Distributed Disk-Based Vector Search

Updated 11 December 2025

Distributed Disk-Based Vector Search is a technique that leverages SSD-resident, graph-based indices and distributed query execution for high-dimensional similarity search.
It combines in-memory caching with SSD and distributed storage to achieve low latency and cost-effective scalability through smart partitioning and beam search.
Empirical results show sub-20ms latency and high recall, demonstrating the practical viability of hybrid architectures for trillion-scale vector datasets.

Distributed disk-based vector search encompasses algorithmic and systems methodologies for performing approximate nearest neighbor search (ANNS) over large collections of high-dimensional vectors, where the index and dataset reside predominantly on SSDs or distributed storage, and queries are executed in a parallel or distributed compute environment. Recent research demonstrates that serving semantic search and retrieval-augmented generation (RAG) workloads at billion-scale vector corpora is feasible with cost-efficient infrastructure, preserving low latency, high recall, and operational scalability by means of hybrid in-memory and disk-resident graph indices, smart partitioning, and coupled distributed query execution protocols (Upreti et al., 9 May 2025, Adams et al., 7 Sep 2025, Dang et al., 10 Dec 2025, Yu et al., 20 Oct 2025).

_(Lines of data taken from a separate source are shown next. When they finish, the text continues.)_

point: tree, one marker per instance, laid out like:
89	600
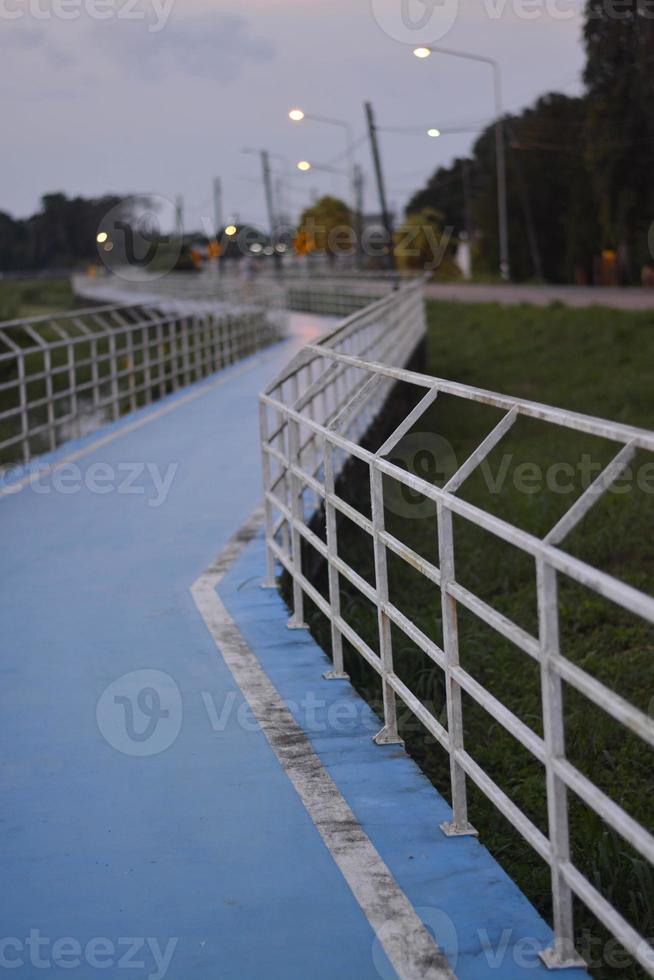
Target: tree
423	244
620	127
327	227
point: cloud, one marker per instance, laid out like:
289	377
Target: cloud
206	45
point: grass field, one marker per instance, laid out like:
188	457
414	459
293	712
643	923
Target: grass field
33	297
599	362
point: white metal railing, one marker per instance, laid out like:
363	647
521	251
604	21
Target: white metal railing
64	375
313	416
332	295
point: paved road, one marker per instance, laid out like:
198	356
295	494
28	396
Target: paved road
580	296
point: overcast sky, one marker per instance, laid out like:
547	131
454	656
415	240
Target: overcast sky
163	103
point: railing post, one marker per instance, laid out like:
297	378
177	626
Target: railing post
113	376
297	619
459	826
24	416
389	734
269	581
338	671
49	394
563	954
72	381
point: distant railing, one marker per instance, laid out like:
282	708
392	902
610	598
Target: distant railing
62	376
330	295
313	416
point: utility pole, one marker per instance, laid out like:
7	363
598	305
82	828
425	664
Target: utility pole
179	216
217	205
376	159
358	213
267	186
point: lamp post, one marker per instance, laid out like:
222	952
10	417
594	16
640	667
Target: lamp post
503	221
299	115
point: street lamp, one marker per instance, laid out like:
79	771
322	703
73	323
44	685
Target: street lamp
299	115
503	221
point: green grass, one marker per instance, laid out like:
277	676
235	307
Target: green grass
595	361
33	297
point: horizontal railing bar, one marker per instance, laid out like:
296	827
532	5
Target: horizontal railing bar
500	713
619	592
591	425
505	627
410	556
421	640
422	713
613	814
626	935
505	805
610	702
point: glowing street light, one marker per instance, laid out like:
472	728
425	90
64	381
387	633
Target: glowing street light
502	207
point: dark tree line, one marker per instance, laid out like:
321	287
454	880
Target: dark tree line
580	171
61	235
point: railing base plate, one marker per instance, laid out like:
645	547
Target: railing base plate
384	737
553	960
451	829
293	624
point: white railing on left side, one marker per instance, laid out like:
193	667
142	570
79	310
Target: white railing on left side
62	376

1. System Architectures for Distributed Disk-Based Vector Search

Distributed disk-based vector search architectures are characterized by the following dimensions:

Index organization: Modern systems employ graph-based ANNS indices (e.g., DiskANN, Vamana, HNSW derivatives) in which both vectors and neighborhood connectivity data are stored on persistent, high-throughput media (SSD, DFS, object stores), and portions of the index (e.g., quantized codes, head-indices) reside in memory for fast access and search initialization (Dang et al., 10 Dec 2025).
Partitioning strategies: Approaches vary from per-partition (“sharded”) independent ANN graphs (Upreti et al., 9 May 2025) to single global graphs partitioned by key-value (random, hash) or balanced graph partitioning that minimizes neighborhood cut edges (Adams et al., 7 Sep 2025, Dang et al., 10 Dec 2025).
Distributed storage backends: Storage is provided by scalable backends, including cloud DRAM+SSD (Azure Cosmos DB (Upreti et al., 9 May 2025)), distributed key-value stores (Dynamo-style (Adams et al., 7 Sep 2025)), or object/DFS systems (S3, Pangu, HDFS (Yu et al., 20 Oct 2025)).
Query execution: Distributed query execution coordinates search across multiple partitions or servers, typically via orchestrated beam or greedy search traversals that overlap network, computation, and disk I/O (Adams et al., 7 Sep 2025, Dang et al., 10 Dec 2025).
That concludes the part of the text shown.